Il nucleo teorico del libro è, credo, icasticamente rappresentato proprio dal titolo e specificamente dalla particella "e" che separa ma insieme congiunge i due lemmi "intelligenza politica" e "ragion di stato". A distanza, ripensandoci, era lì che mi parve annidarsi il problema dominante la nostra comune esperienza politica.
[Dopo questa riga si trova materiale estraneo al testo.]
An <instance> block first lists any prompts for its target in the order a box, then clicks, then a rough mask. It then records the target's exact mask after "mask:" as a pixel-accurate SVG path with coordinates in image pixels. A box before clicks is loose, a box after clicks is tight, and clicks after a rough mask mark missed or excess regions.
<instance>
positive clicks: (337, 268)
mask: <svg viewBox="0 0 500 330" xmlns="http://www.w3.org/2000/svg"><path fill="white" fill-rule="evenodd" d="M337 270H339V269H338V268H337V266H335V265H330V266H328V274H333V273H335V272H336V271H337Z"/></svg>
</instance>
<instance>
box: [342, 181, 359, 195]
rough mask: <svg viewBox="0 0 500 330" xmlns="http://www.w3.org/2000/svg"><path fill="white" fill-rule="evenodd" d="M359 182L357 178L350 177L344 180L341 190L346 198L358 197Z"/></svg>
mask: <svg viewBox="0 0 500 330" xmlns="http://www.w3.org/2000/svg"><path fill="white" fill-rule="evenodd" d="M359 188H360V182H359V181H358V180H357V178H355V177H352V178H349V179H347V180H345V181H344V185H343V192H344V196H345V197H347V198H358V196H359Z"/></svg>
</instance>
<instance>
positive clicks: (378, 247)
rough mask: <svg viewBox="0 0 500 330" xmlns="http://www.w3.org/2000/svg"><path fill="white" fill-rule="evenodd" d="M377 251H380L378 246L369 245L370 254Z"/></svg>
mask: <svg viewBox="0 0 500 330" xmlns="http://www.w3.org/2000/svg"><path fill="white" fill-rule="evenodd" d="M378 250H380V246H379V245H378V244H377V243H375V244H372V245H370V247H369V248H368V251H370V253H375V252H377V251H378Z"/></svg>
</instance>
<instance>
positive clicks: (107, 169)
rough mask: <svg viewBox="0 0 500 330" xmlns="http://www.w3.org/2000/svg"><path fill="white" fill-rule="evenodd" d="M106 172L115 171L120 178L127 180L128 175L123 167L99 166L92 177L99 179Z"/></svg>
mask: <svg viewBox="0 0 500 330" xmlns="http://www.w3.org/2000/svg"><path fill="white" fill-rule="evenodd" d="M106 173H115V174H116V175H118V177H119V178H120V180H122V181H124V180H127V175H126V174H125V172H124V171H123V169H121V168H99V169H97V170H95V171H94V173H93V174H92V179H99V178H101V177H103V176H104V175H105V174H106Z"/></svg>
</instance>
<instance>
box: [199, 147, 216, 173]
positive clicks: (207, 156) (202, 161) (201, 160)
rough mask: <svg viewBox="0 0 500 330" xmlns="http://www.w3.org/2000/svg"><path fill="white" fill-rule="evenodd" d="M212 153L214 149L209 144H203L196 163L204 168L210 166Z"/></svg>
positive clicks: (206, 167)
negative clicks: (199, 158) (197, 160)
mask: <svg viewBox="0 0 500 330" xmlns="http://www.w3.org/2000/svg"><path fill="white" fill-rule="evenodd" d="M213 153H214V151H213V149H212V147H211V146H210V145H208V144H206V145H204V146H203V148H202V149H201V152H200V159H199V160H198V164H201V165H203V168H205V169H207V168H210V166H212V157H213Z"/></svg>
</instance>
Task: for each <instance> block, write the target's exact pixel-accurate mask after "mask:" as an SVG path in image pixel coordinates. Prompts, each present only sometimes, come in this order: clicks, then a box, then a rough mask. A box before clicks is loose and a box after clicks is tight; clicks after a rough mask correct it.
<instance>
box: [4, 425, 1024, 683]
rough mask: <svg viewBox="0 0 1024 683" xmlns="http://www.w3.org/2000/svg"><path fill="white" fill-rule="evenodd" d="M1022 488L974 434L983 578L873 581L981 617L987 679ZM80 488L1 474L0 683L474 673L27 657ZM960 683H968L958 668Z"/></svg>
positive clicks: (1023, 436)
La conflittualità sociale, diffusa e capillare, a cui avevano portato i vari movimenti di contestazione, aveva radicalizzato e insieme disseccato il confronto politico. "Essere o non essere, questo è il problema. Se più degno sia di un animo nobile patir del Fato ferite e battiture o prender l’armi contro un mar di guai ed affrontarli e por fine ad essi". Forse ne accentua l’aura romantica, che pure lo circonfondeva, ma il dilemma del Principe di Elsinore ben può rappresentare lo stato d’animo del contestatore, quale che ne fosse la prospettiva da cui contestava. Di fronte all’esproprio della politica da parte della ragion di stato, che sembrava essere divenuta per chi deteneva il potere, quale che ne fosse l’ambito d’esercizio, l’unica misura di relazione sociale, mortificante ogni istanza di autentica comunicazione tra soggetti umani, la sola reazione che sembrava efficace, ma si potrebbe dire inevitabile, era il rifiuto utopico del soggetto disumano di quella sedicente ragione, lo stato. Alla violenza delle istituzioni sembrò che non si potesse rispondere se non facendo violenza sulle istituzioni. Ne ho avuto una singolare, inopinata, conferma da due citazioni di Zarathustra che ho trovato, senza ricordarlo, rileggendo una nota sul libro, pubblicata da uno degli allievi a cui sono più teneramente legato, forse perché ha dovuto cercare fuor di casa la sua fortuna, peraltro significativa avendo fondato e dirigendo da oltre dieci anni l’importante rivista La Società. Studi, ricerche, documentazione sulla Dottrina Sociale della Chiesa. "Si chiama Stato il più gelido di tutti i gelidi mostri" e ancora "Confusione delle lingue sul bene e sul male: questo segno io vi do come segno dello Stato". E’ sintomatico il fatto che un giovane come Stefano Fontana, che di certo non si riconosceva nell’irrazionalismo e neppure nell’utopia, per contestare gli esiti aberranti del razionalismo politico fosse portato ad utilizzare le parole di Nietzsche, di quel Nietzsche peraltro che, nella fase calante dei movimenti di contestazione, ne sarebbe divenuto significativamente l’ultima ridotta o forse è meglio dire il rifugio onirico. Per tutti, insieme da destra e da sinistra.